Development of vaccines

The roots of modern immunization can be traced back hundreds of years to early attempts to derive protection from disease through exposure to the putative cause. Buddhists in seventh-century India drank snake venom to protect against the deadly effects of a snakebite in what may have been an attempt to induce immunity. Variolation - the introduction of dried pus from smallpox pustules of a mild case into the skin of an unaffected person - as a regular practice dates back at least to sixteenth-century India, although it appears to have developed in Central Asia as early as the second century and then spread to China, Turkey, and eventually to Europe in the eighteenth century (Plotkin and Orenstein, 2004).

Edward Jenner's work on smallpox ushered in the modern vaccine era. Although his accomplishments built on the work of others - most notably that of an English cattle breeder named Benjamin Justy - and on earlier observations that cowpox infection provided immunity against smallpox, Jenner is considered the father of modern immunization because he took a systematic, scientific approach to vaccination and the understanding of immunity, and presented his findings for peer review to the community of physicians and scientists. The results of his experiments demonstrating the effectiveness of systematic cowpox inoculation in the prevention of smallpox were published in 1798 in his work entitled Variolae Vaccinae (Plotkin and Orenstein, 2004).
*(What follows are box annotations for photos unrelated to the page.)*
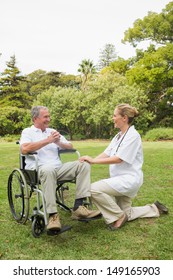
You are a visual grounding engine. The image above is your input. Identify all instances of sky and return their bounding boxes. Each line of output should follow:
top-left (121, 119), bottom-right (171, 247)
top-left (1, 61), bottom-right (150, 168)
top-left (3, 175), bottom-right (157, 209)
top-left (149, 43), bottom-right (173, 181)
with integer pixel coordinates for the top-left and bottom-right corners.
top-left (0, 0), bottom-right (171, 75)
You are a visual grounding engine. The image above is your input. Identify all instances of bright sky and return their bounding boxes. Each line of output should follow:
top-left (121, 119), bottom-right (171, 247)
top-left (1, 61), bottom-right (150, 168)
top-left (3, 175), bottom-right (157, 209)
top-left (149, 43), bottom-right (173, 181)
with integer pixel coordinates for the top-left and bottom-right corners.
top-left (0, 0), bottom-right (171, 75)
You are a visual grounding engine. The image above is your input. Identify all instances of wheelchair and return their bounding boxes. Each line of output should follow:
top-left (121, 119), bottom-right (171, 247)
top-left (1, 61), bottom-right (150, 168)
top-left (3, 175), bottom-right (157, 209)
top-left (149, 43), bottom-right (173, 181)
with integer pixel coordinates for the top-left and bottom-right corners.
top-left (7, 142), bottom-right (92, 237)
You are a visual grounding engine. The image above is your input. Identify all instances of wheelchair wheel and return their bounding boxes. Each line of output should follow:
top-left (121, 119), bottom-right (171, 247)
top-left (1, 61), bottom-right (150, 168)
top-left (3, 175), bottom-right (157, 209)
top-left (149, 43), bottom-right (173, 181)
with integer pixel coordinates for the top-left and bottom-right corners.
top-left (32, 216), bottom-right (45, 237)
top-left (8, 168), bottom-right (29, 224)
Louis Pasteur built on the work of Jenner to lay the foundation of modern vac-cinology through his research on attenuation and the application of this principle to the development of vaccines against rabies, cholera, and anthrax. His work was also seminal because he demonstrated that standardized, reproducible vaccines could be produced in large quantities (Plotkin and Orenstein, 2004). The Institut Pasteur, established in 1887 to further Pasteur's work on rabies vaccine and the study of infectious disease, remains a leader in the fields of microbiology, immunology, and molecular biology (Institut Pasteur, 2006). Its academic research model and its collaboration with industry and the public sector to move discoveries from the bench to the bedside are enduring legacies that reflect the complex fabric of interconnected partnerships that is the modern vaccine enterprise.

This early history of immunization was also characterized by another important and enduring factor - public controversy. Two noteworthy early immunization advocates were, in England, Lady Montagu, and in the United States, Thomas Jefferson. Lady Mary Wortley Montagu, the wife of the British Ambassador to Constantinople, is credited with introducing variolation to England upon her return in 1721. She was an enthusiastic and persuasive advocate of the practice as a result of her own experience of smallpox, which had left her scarred (Glynn and Glynn, 2004; Plotkin and Orenstein, 2004). Her efforts resulted in variolation of the British army, which likely played a role in their defeat of the Americans at the battle of Quebec - an outcome that assured that Canada remained within the British Empire (Glynn and Glynn, 2004). Thomas Jefferson, a renaissance man whose passions extended to science and the prevention of disease, collaborated with Benjamin Waterhouse to research and promote smallpox vaccination. Waterhouse, a professor at Harvard Medical School who had trained in Europe, is credited with bringing smallpox vaccination to the United States. When unsuccessful in convincing President John Adams to support his smallpox immunization efforts, Waterhouse turned to Vice-President Jefferson for assistance. Jefferson, understanding the importance and the immense potential of smallpox vaccination, not only supported Waterhouse's efforts; he also conducted surveillance and immunizations himself, introducing smallpox vaccination to Virginia, Washington DC, and Philadelphia. He continued to promote immunization as President, and summarized the importance of these efforts in an 1806 letter to Edward Jenner in which he wrote: "{f}uture nations will know by history only that the loathsome smallpox has existed and by you has been extirpated" (Leavell, 1977).